Archaeological work begins near Burnt City

January 18, 2022 - 18:44

TEHRAN – A team of Iranian archaeologists has recently commenced a fresh round of exploration in Tepeh Rostam, one of the satellite hills of the Burnt City, a UNESCO-registered site in southeastern Iran, ILNA reported on Tuesday.

This season of explorations is aimed to shed light on earlier discoveries of craft and residential accommodation, as well as teaching archeology students about the ancient site, said Hossein-Ali Kavosh, who leads the project. 

It has been determined that some objects, pottery, and other data found in this area are connected to the Burnt City and reveal its importance in the Bronze Age, which is about 5000 years ago, he added. 

This area is located on an artificial hill, and it has a circular fence with a high wall enclosing a large building in the center, he explained. 

According to the excavations, it appears that this was a sacred building, whose function during the Bronze Age can be identified through further excavations and a full reveal of the building from beneath the ground, he noted. 

Called “Shahr-e Sukhteh” in Persian, Burnt City is associated with four rounds of civilization, all burnt down by catastrophic sets of fire.
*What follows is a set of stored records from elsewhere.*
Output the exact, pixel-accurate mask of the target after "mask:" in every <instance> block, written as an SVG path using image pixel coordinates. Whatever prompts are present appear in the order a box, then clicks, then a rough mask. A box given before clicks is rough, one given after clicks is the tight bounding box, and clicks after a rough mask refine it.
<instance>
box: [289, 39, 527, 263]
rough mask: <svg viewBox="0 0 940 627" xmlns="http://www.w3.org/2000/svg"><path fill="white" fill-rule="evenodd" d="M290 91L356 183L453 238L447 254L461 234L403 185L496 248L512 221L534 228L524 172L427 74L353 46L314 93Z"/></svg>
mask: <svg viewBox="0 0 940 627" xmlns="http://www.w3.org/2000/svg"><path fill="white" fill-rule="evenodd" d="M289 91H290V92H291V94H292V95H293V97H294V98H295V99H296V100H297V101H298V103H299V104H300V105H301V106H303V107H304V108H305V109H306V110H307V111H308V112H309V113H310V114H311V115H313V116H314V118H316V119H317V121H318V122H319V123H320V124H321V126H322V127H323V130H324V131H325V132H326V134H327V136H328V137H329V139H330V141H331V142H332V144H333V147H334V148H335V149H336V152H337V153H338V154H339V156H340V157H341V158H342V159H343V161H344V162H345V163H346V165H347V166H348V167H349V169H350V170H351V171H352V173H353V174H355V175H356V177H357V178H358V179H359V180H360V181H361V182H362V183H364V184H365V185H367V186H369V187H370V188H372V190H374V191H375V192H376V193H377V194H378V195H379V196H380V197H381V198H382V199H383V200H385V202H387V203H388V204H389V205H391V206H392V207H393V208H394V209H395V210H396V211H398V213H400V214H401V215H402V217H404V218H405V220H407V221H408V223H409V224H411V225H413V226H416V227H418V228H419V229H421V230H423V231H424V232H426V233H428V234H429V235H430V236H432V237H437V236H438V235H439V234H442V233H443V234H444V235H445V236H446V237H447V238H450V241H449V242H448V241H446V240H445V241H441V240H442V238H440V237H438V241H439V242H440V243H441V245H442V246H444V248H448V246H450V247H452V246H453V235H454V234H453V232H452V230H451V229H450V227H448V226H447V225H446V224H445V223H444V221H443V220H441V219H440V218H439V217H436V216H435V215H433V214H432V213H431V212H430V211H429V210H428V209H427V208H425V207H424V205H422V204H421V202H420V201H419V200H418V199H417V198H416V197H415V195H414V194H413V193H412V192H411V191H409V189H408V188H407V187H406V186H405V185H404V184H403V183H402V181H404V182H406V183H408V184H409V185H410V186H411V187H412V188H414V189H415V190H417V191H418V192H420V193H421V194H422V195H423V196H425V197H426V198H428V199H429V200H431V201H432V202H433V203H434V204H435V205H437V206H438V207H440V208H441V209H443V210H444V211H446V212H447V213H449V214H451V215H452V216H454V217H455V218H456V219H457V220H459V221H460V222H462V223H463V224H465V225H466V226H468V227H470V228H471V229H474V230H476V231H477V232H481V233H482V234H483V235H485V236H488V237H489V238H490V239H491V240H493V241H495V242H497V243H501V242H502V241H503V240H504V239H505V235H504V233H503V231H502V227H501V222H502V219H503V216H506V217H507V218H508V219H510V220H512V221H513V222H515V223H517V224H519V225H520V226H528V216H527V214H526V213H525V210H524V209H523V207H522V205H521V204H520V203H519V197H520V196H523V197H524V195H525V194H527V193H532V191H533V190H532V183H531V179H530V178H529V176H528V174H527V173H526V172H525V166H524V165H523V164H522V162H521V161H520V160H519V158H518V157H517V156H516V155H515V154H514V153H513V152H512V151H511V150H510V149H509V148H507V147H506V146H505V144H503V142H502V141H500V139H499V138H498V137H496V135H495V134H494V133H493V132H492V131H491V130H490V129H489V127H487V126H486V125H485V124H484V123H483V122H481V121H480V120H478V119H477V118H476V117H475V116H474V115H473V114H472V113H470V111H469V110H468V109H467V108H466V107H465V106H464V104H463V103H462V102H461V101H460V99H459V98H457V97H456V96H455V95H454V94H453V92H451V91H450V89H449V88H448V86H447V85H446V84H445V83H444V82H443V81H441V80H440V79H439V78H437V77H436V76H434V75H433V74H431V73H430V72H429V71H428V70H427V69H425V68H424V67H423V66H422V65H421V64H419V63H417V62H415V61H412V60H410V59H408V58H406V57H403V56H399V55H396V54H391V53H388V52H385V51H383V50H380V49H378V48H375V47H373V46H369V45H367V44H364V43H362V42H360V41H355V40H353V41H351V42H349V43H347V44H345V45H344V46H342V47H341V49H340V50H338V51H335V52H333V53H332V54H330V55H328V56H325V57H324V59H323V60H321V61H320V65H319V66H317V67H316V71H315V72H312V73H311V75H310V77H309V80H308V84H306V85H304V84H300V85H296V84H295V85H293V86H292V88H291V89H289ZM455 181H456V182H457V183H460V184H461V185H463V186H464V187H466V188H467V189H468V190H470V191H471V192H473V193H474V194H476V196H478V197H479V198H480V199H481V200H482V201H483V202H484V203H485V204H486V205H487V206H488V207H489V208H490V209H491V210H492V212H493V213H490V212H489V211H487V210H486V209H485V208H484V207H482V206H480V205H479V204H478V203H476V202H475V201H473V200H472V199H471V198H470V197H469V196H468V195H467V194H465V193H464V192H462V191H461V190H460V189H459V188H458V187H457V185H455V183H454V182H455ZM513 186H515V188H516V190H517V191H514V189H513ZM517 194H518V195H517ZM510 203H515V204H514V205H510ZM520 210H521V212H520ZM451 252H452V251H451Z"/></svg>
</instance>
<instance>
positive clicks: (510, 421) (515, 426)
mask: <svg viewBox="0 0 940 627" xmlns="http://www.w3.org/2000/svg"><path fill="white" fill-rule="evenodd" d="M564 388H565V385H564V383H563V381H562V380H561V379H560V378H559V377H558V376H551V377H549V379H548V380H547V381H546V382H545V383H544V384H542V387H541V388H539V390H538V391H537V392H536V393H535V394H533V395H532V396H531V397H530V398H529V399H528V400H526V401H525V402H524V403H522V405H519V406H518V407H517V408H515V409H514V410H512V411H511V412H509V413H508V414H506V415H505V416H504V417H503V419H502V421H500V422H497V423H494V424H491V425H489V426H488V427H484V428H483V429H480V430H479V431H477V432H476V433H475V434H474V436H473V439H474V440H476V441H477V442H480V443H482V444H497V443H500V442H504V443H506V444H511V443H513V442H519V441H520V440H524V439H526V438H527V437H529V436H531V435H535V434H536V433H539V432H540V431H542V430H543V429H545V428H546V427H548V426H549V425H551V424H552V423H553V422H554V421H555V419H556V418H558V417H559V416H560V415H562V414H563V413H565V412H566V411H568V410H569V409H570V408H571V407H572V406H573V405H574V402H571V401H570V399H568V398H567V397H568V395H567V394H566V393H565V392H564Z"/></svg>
The site is situated in Sistan-Baluchestan province, which was once a junction of Bronze-Age trade routes crossing the Iranian plateau.

Founded around 3200 BC, Burnt City was populated during four main periods up to 1800 BC. Previous rounds of excavations showed that its residents had great skills in weaving, creating fine arts such as decorative objects, stone carving, and pottery painting.